Ce n’est pas quelque chose que j’ai appris vraiment, mais ça m’a conforté dans l’idée qu’il fallait savoir lâcher prise, s’adapter à la situation qui se présente. On n’a fait que ça, ces derniers mois. Faire avec les aléas était déjà notre quotidien en tant que sportif de haut niveau, mais là, ça a pris une autre dimension.
aVous avez mis à profit cette période pour sortir un livre de photos, racontez-nous comment est né ce projet…
C’est un livre [intitulé Behind the mask] qui met en avant la diversité en équipe de France d’escrime. J’ai eu cette idée après le premier confinement, en résonance avec le mouvement «Black Lives Matter». Je n’ai pas trop aimé la façon dont ce mouvement a été traité en France. Aux Etats-Unis, la société est fondée en partie sur le communautarisme. J’ai l’impression que tout à coup, on a voulu copier ça en France, alors que ce n’est pas du tout la façon dont on vit ici. En France, on prône le vivre-ensemble, la diversité, et je me suis dit qu’on était en train de créer des clivages dans notre société alors que ça se voulait un mouvement fédérateur.

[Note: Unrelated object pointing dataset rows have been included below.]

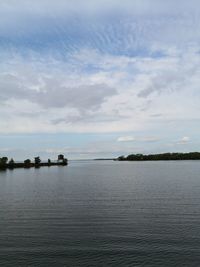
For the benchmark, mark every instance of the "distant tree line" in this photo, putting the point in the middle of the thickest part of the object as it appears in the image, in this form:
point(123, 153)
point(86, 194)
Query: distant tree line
point(164, 156)
point(11, 164)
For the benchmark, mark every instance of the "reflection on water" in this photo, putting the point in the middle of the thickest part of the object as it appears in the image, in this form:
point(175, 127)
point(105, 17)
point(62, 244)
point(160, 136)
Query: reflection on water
point(101, 213)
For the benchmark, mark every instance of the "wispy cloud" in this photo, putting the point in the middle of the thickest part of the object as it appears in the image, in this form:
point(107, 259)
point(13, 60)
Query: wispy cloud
point(101, 66)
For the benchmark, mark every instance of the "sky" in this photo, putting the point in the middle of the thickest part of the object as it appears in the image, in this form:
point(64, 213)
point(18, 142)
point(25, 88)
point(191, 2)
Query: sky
point(96, 79)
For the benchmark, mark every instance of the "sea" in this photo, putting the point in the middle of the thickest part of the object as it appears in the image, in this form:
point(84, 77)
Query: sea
point(101, 213)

Je prends l’exemple du carré noir sur Instagram. Soit tu le publiais, mais ça n’allait jamais, il n’y avait pas le bon hashtag ou je ne sais quoi, soit tu ne le publiais pas on disait que t’étais raciste. Ça a divisé beaucoup de monde. Personnellement, je me suis dit que je faisais un sport réservé dans l’imaginaire des gens à l’élite sociale, alors que ce n’est pas vrai. Moi je suis Antillais, je suis champion du monde de ce sport, dans les équipes de France il y a des gens issus de toutes les classes sociales, de toutes les ethnies, et je voulais mettre ça en avant.
D’où cette idée de photographier vos coéquipiers et coéquipières ?

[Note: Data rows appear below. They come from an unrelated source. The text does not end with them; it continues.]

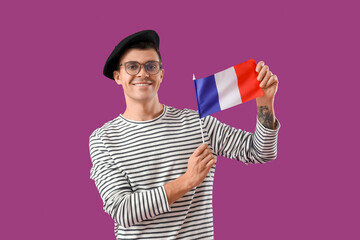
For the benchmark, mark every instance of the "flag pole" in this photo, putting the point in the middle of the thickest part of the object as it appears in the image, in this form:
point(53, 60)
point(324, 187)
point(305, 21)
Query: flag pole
point(202, 134)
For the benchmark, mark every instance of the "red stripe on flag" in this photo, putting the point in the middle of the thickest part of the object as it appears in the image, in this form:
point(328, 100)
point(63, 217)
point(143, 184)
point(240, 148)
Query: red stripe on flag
point(249, 86)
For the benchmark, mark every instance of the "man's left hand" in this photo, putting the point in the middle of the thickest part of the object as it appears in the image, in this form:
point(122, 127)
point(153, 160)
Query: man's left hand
point(268, 81)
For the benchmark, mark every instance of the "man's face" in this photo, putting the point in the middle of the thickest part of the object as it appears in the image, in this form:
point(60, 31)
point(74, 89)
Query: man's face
point(142, 87)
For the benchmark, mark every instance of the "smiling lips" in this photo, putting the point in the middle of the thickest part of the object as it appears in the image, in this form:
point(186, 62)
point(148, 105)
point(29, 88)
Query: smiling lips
point(142, 84)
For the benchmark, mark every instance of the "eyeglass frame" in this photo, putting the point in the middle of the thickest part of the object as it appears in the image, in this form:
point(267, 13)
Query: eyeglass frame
point(141, 64)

J’ai pris le parti d’en photographier une vingtaine, sans distinctions, et j’en ai tiré une série photos qui devait à l’origine être exposée dans une salle de sport à Paris [La Mongolfière, dans le 10e arrondissement]. Ça devait se faire en novembre, mais le club a dû fermer. On attend que ça rouvre pour le faire. En attendant, je voulais rendre ces photos accessibles alors j’en ai fait un livre, que j’ai auto-édité pour ne pas avoir à faire de compromis avec une maison d’édition. J’avais envie de faire mon truc. J’ai tout fait de A à Z, j’ai fait ma maquette, je suis allé voir des imprimeurs, etc. Le livre est sorti en décembre, en vente sur mon site.

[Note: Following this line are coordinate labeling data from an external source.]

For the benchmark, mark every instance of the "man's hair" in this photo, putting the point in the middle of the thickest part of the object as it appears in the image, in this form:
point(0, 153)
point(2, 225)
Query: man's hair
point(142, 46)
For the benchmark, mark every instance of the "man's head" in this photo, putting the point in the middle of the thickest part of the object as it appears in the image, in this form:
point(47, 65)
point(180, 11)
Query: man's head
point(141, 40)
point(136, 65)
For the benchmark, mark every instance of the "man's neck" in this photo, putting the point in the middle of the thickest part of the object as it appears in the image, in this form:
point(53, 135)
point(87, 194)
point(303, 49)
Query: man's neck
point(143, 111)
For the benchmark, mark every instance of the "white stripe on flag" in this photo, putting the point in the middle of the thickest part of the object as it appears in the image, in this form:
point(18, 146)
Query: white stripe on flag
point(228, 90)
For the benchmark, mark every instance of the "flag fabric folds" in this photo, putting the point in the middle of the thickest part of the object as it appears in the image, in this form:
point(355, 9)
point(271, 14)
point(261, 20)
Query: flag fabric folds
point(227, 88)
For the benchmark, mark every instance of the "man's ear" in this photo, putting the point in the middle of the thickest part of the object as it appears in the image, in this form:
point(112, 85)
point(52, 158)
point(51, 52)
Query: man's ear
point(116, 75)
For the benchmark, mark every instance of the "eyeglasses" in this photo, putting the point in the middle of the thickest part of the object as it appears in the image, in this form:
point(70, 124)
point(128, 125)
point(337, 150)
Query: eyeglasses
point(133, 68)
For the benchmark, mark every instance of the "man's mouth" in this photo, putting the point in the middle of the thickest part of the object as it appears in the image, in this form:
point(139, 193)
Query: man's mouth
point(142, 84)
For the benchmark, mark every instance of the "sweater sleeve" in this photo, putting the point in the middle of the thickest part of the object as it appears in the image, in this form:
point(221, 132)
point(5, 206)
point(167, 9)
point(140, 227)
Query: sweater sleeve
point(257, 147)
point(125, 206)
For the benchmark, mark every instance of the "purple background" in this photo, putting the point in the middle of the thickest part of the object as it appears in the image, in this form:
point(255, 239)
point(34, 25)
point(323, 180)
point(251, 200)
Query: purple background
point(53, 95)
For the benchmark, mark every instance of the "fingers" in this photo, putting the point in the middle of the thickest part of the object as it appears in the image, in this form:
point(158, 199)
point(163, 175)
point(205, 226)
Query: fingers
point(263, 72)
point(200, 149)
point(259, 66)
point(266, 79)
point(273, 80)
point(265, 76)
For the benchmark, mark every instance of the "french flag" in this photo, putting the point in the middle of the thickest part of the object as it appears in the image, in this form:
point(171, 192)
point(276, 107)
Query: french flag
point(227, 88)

C’était un moyen, aussi, de faire un peu autre chose, de vous aérer l’esprit ?
Complètement, j’ai découvert les métiers de l’édition, j’ai appris à utiliser des logiciels comme InDesign, etc. C’était très intéressant. Et tout ça a été rendu possible par la période. Sans lever complètement le pied non plus, l’année dernière on s’est entraîné de façon moins intense que si on préparait les Jeux. Donc j’ai eu du temps et surtout de l’espace dans ma tête pour que ce projet puisse naître. Et mes coéquipiers ont tous été hyper contents de participer.
La photo, c’est une passion depuis longtemps ?
Ça fait trois ans maintenant que je m’y suis mis. Je travaille à l’argentique [sur pellicule]. Ça commence à prendre de plus en plus de place dans ma vie, et j’envisage de m’en servir pour ma reconversion. Je me dis pourquoi pas… j’ai encore le temps d’y penser, mais du coup là je profite. Je m’exerce, je prends de plus en plus de photos, j’en fais pour des marques de mode, des restos, plein de choses.
Vous pensez faire connaître un peu mieux l’escrime aussi par ce biais ?
De manière plus large, oui. Je pense au gamin qui a envie de faire l’escrime et qui se dit que c’est un sport inaccessible. Je veux qu’il sache que pas du tout, que ce sont des clichés, que ce sport est ouvert à tout le monde. D’ailleurs j’ai monté un partenariat avec Paris 2024. Quand l’exposition aura lieu, des écoliers d’Ile-de-France pourront venir la voir. Je suis heureux de ce projet.